The Colours of Us!

We read the book, The Colours of Us by Karen Katz during circle time, as part of an ongoing celebration of multiculturalism and diversity in our classroom. The book is “A tasty tale that showcases the many colours of skin we’re in.” Multiculturalism, like international mindedness cannot be taught in isolation or purely as a stand alone ‘event’. It has to be lived everyday and embedded in the culture of an organisation.

Book 1
The Colours of Us.

We combined the circle time story ‘The Colours of Us’ with our science unit, ‘Animals including Humans’ with a focus on ourselves. The children enjoyed the book thoroughly. It is narrated by a 7 year old girl, who compares the different colours of the skin to various delicious foods like peanut butter, marzipan, chestnut, vanilla taffy, cinnamon, coffee and many more. The association of skin colour with food is a positive affirmation of the variety of skin tones.

We explored the different colours of skin in class. The picture below was a simple activity to see the different shades of brown. The book enabled us to explore diversity in a reassuring and uplifting way.

Our hands!

We then decided to create a collage of all the children’s faces in the class. We mixed paint and made some shades of brown and children used mirrors and each other’s perspectives to paint or colour in their features.

paint 3
The many shades of brown!

Children learned that people can be different and unique yet have so many similarities and so much in common. There is beauty in cultural diversity that exists in the variety of skin colours.

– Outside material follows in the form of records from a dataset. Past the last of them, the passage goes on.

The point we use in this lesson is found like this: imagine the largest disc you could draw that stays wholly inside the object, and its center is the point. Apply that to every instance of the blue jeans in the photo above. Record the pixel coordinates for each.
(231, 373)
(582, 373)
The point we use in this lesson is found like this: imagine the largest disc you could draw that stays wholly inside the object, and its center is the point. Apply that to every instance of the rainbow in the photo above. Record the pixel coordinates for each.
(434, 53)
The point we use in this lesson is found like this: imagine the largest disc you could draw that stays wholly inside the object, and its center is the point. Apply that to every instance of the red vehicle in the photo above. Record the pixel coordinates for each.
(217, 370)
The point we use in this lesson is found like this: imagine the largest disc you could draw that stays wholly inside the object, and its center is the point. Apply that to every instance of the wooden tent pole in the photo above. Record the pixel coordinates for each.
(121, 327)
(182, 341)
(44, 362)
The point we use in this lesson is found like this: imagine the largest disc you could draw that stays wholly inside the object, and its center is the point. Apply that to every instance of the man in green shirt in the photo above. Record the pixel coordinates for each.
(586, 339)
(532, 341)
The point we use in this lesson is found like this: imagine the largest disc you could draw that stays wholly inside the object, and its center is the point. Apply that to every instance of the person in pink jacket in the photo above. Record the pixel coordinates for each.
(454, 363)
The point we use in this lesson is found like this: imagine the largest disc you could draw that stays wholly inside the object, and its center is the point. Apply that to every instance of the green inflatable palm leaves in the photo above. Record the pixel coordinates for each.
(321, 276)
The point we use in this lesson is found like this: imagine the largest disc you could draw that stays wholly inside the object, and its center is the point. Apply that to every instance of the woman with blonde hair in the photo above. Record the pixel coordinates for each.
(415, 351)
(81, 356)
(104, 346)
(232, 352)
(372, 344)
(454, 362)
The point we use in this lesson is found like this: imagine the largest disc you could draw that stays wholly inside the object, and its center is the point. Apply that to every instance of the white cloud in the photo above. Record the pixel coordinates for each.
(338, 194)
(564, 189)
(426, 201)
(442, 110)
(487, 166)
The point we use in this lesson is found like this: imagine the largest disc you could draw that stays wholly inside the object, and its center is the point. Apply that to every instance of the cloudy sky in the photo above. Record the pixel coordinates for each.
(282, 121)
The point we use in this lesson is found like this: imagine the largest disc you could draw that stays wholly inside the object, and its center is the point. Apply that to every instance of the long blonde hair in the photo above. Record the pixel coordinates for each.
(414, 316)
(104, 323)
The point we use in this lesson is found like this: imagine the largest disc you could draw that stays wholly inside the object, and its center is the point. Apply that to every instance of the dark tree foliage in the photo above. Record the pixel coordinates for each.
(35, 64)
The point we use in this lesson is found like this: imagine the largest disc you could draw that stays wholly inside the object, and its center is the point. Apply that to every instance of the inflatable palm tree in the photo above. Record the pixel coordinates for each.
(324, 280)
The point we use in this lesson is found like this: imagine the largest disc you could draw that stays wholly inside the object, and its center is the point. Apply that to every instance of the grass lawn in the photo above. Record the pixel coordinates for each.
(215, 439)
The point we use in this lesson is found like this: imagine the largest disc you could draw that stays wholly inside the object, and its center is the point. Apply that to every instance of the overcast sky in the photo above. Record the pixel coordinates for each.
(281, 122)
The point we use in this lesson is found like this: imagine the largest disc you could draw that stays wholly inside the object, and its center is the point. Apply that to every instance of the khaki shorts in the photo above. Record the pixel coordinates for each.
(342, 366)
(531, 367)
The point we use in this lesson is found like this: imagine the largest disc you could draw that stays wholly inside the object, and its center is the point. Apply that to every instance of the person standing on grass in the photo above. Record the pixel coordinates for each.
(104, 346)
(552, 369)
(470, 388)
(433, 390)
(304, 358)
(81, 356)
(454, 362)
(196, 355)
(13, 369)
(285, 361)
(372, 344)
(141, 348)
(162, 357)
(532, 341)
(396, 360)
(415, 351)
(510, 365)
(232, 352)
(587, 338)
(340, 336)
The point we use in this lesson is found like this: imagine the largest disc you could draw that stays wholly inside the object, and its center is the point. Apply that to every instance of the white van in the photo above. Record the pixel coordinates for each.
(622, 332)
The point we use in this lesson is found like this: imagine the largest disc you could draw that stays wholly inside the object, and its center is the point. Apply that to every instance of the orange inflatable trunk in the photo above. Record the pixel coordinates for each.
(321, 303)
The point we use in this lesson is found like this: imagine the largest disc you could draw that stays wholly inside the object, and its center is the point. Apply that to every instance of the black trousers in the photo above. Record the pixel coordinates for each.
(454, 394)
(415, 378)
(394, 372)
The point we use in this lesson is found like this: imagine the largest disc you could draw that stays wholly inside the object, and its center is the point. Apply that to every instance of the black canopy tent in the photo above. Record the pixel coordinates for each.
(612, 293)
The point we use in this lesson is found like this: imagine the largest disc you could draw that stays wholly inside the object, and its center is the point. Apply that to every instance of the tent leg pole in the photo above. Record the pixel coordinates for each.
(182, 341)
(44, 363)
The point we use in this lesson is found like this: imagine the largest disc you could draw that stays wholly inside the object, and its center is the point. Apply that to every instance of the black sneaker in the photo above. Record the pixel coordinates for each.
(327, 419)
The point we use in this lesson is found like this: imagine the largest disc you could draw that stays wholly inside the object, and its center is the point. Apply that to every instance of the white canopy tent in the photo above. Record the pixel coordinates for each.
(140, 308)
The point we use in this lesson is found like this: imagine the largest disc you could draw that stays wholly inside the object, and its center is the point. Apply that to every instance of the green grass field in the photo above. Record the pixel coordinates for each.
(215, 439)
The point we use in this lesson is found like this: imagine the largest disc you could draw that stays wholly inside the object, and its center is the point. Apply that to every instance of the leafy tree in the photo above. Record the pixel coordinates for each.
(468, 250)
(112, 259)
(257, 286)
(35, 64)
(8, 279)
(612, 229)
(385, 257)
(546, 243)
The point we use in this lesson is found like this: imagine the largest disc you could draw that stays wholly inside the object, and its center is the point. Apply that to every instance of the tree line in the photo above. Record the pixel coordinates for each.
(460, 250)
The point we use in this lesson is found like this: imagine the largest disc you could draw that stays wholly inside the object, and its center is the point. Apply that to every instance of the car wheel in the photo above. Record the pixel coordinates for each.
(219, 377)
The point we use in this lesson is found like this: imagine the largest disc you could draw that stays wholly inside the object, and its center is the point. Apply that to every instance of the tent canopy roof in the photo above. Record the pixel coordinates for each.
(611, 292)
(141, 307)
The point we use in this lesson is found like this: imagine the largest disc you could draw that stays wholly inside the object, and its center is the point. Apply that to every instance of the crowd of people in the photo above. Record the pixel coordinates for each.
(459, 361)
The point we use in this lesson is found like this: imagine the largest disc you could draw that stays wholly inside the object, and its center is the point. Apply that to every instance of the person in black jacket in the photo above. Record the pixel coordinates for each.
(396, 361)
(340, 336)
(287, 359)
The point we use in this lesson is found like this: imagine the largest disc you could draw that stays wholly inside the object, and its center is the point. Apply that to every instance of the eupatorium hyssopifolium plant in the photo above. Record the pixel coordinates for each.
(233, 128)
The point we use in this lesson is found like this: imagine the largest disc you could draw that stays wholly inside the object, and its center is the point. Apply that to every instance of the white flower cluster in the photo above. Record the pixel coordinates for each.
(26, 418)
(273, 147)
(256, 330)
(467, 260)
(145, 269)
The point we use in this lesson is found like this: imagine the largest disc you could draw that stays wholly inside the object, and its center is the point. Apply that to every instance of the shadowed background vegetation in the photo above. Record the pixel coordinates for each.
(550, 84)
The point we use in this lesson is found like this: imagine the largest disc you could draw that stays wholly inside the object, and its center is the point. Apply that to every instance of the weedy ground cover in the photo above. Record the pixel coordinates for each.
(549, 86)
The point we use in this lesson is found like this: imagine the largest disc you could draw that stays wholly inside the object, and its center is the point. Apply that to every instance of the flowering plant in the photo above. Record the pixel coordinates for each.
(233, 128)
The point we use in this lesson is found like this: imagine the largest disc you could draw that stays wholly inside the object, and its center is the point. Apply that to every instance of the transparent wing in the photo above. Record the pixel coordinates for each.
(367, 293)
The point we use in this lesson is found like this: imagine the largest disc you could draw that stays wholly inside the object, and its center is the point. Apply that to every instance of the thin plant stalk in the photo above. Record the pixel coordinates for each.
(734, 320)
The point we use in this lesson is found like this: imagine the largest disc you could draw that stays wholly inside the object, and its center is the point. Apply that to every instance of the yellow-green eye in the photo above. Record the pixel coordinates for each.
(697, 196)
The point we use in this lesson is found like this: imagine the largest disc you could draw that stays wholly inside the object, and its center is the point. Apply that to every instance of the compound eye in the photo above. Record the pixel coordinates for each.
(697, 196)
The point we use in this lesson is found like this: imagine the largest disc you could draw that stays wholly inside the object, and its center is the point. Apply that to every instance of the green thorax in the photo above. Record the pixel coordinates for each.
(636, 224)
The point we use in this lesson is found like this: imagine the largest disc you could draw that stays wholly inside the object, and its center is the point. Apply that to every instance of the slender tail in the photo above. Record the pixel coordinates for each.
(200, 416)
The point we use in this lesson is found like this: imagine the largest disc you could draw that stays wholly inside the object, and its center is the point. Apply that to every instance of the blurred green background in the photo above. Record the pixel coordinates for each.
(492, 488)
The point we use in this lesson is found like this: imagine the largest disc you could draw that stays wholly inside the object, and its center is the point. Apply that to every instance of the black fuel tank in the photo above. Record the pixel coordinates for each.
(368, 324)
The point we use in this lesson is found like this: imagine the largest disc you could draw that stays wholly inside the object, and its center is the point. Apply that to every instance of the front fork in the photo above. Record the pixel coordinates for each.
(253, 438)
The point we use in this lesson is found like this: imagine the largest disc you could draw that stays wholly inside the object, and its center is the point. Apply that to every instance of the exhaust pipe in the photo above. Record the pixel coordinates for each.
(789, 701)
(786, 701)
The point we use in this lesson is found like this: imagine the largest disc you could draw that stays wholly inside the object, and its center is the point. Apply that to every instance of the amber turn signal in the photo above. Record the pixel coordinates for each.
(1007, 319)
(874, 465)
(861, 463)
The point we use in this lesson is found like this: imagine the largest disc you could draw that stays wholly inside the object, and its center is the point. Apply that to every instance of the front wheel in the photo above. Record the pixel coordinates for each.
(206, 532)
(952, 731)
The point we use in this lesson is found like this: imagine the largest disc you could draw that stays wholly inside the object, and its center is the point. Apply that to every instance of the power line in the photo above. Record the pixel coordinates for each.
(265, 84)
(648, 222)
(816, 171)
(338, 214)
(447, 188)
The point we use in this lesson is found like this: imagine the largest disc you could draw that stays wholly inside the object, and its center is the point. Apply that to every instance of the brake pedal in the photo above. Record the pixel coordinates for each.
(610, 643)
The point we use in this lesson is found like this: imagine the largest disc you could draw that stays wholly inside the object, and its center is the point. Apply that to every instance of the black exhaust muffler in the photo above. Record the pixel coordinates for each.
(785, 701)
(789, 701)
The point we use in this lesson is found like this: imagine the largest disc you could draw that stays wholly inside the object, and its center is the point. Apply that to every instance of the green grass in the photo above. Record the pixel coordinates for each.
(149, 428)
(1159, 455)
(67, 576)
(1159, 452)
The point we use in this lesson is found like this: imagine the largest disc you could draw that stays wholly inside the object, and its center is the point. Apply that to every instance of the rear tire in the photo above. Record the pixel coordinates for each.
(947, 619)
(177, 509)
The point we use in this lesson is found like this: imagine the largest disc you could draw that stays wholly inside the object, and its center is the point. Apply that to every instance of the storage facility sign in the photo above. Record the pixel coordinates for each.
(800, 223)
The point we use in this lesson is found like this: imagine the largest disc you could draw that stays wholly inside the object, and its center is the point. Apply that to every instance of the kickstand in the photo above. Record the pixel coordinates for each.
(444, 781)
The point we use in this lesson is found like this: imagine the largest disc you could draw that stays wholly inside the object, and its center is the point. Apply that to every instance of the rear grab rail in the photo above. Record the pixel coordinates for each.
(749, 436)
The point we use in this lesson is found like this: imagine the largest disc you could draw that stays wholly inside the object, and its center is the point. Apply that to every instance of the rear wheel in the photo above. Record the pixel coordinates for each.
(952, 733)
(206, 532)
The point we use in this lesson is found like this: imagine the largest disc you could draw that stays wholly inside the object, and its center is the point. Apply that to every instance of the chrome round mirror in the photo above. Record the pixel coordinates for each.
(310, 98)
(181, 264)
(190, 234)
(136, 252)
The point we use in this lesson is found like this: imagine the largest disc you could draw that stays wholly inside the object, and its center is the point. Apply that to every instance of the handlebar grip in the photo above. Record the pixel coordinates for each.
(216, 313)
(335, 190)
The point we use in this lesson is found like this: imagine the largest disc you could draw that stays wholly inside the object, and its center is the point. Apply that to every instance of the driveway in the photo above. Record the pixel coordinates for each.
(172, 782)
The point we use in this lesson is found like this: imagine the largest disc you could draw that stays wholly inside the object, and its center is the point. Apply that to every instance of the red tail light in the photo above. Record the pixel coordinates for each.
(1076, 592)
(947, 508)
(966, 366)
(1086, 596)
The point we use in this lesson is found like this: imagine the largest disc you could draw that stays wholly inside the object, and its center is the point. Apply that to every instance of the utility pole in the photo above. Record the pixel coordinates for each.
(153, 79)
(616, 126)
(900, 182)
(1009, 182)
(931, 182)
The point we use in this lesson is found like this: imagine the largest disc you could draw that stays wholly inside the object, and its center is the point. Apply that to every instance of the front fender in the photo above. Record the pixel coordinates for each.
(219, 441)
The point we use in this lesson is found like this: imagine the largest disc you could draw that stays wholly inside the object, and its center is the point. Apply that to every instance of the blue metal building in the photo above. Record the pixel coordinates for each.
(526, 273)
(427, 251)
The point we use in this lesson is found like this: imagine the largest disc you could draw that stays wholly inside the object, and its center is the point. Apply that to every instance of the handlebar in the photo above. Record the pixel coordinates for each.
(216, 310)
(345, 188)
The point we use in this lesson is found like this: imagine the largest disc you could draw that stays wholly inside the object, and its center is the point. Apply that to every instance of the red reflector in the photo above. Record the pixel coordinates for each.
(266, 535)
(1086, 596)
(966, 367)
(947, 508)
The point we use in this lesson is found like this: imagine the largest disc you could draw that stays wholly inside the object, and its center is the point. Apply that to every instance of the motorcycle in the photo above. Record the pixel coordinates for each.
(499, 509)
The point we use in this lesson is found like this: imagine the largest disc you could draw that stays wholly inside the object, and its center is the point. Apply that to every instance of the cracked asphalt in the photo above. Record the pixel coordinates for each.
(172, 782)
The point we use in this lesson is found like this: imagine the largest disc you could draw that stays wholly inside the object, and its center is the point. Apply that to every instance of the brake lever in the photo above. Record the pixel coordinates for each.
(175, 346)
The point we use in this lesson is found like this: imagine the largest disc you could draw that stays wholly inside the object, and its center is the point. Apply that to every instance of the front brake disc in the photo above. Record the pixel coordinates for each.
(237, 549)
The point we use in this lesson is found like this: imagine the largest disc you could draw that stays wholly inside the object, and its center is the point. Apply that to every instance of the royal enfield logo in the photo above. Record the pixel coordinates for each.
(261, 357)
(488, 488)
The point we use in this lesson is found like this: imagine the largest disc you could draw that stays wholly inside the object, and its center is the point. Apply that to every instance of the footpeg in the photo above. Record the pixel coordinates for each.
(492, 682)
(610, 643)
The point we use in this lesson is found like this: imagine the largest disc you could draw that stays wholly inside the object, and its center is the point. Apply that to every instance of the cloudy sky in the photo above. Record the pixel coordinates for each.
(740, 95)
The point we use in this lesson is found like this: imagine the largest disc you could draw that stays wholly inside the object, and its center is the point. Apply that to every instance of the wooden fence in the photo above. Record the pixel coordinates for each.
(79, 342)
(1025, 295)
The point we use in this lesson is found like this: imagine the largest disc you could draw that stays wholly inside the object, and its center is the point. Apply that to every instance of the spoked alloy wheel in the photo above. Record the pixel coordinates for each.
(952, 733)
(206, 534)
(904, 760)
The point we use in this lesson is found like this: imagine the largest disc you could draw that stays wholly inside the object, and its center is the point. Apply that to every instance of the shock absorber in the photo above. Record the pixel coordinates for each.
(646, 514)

This is our final display and its going to go up on our class door!


We enjoy reading books and multicultural stories from around the world.

Some of the favourites in my class, this year, have been:

The books ‘Hair’ and ‘I love my hair’ were read to celebrate the different colours, textures and styles of hair we find in our class.

There are so many ways in which multiculturalism can be embedded in the ethos of a class:

  • classroom environment which includes the climate (open mindedness, acceptance), space, set up and displays,
  • books we read or the books that children can choose from, to take home,
  • interactions and discussions including space to disagree, share opinions and points of view,
  • learning about different customs, traditions, values, beliefs etc,
  • themes and topics of study (multicultural perspectives while planning),
  • addressing stereotypes and generalisations about cultures, communities or gender,
  • variety of approaches to teaching and learning while catering to a range of needs,
  • encouraging student interest and child centred learning,
  • celebrating our cultural diversity and similarities by inviting parents to enrich our curriculum
  • reading and learning about transition and making time to talk about the gamut of emotions that make for transition education
  • educating children about ‘third culture kids‘ or what makes them ‘global nomads’.

How do you ensure that multiculturalism is celebrated and embedded in your class?

Are there any books that you have recently read to your class that celebrate diversity?